Nab, as a lover of hawks this really makes me angry. You would think that federal law would/should protect them from "rituals" like this. As I understand it, you need special permits to care for raptors or are the indian groups exempt from that? I realize it is hard to enforce laws governing the care of birds but if this is an ongoing thing, known by locals and vets, surely it could be stopped.

Waterloo was a beautiful bird. I don't like hawks messing with my pigeons but that is nature. For several years we have had a redtailed hawk couple come in at winter, usually late January, early February, and they eat the food I put out for the crows. Oddly, they never bother the aviaries and I have seen squirrels and other birds eat just below them where they roost in the trees. For some reason, they showed up early, just last Thursday and ate the crows' chicken that I had put outside. They will sometimes eat soaked dry dog food and even bread if that is all I have on the menu that day. Now, the smaller hawks are a differnt story - they continually attack the aviaries.

I figure what they eat out of the crows' bowl will save a critter somewhere.

Maggie


----------



## pigeonmama (Jan 9, 2005)

How unbelievably sad that this is allowed to happen I am upset that Little Waterloo had to be euthanised, but I'm extremely angry that Native Americans are allowed to get away with this abuse. Aren't there enough raptors killed or die by natural means 
Daryl


----------



## nabisho (Nov 18, 2004)

*I asked the lady that runs the bird repair center about that*

She says that they do have to report putting him down to the wildlife service, but there is little the wildlife service can do, because the indians are not subject to the same federal laws when it's on their own reservation land, and it's not like they are taking wild birds, they are raising them from extra eggs. There is a special statute in the law that allows indians to "gather" feathers for their ceremonies. She has been in the bird repair business for about 30 years around here, and she tells me that they get 6-8-10 of these birds a year, and that they try to repair the follicles if they can and teach the bird to hunt so he can be released but sadly little Waterloo's follicle were already scabbed over and couldn't be fixed.

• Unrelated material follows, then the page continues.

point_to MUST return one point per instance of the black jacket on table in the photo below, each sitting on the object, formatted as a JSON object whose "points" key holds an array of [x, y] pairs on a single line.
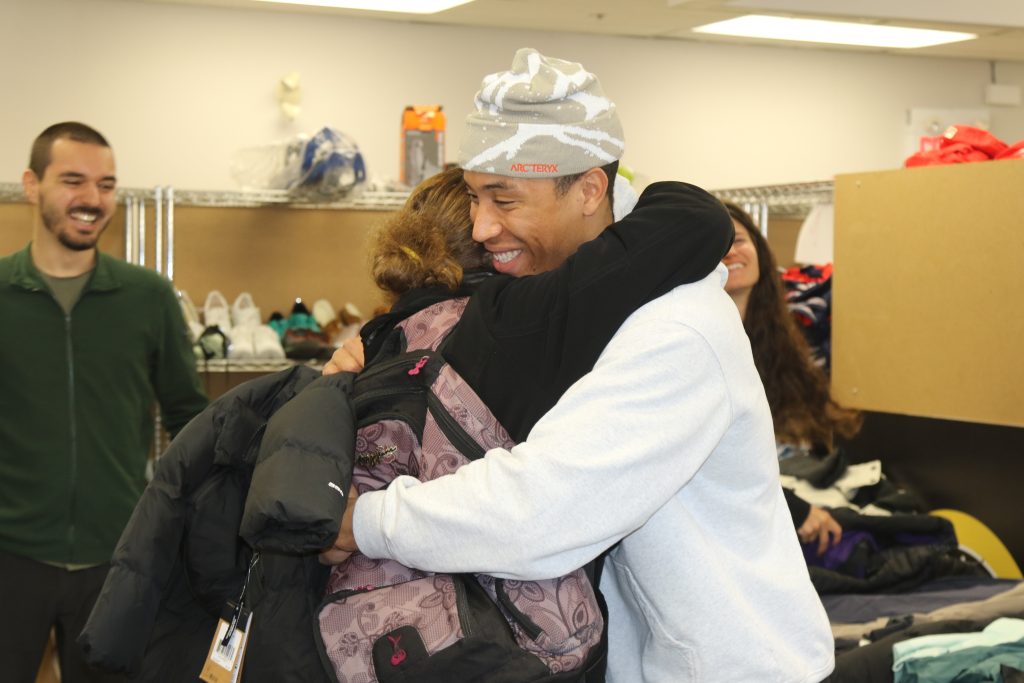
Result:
{"points": [[180, 559], [258, 459]]}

She has on numerous occasions gone out to the tribal councils and spoken to indian groups about the practice, and tried to explain to them how they could safely pluck the feathers without causing damage, but they have been doing it their way for thousands of years so it doesn't help much, it still goes on every year. At least he died painlessly in the hands of a competant vet and didn't suffer like many of these birds do.

NAB


----------



## Whitefeather (Sep 2, 2002)

Hello NAB,
While I was going to take heed of your 'warning' & post my condolences in your general forum thread, I decided to suck up the tears & read your update, thinking I might learn a valuable lesson. Indeed I did.

Couldn't hold back the tears & their was a spark of anger.  

I can accept the process of elimination by nature, however, I cannot accept the process of elimination, for personal gain, by mankind.  

Thank you for helping this sweet baby who, so desperately, needed a pair of compassionate hands.

God Bless you Waterloo.

Cindy


----------



## Skyeking (Jan 17, 2003)

Nab,

I'm so sorry to read about Waterloo, he was such a beautiful bird.

I used to think Indians had respect for nature and animals, and they only would kill what they needed for survival, and use every part of the buffallo, so nothing went to waste.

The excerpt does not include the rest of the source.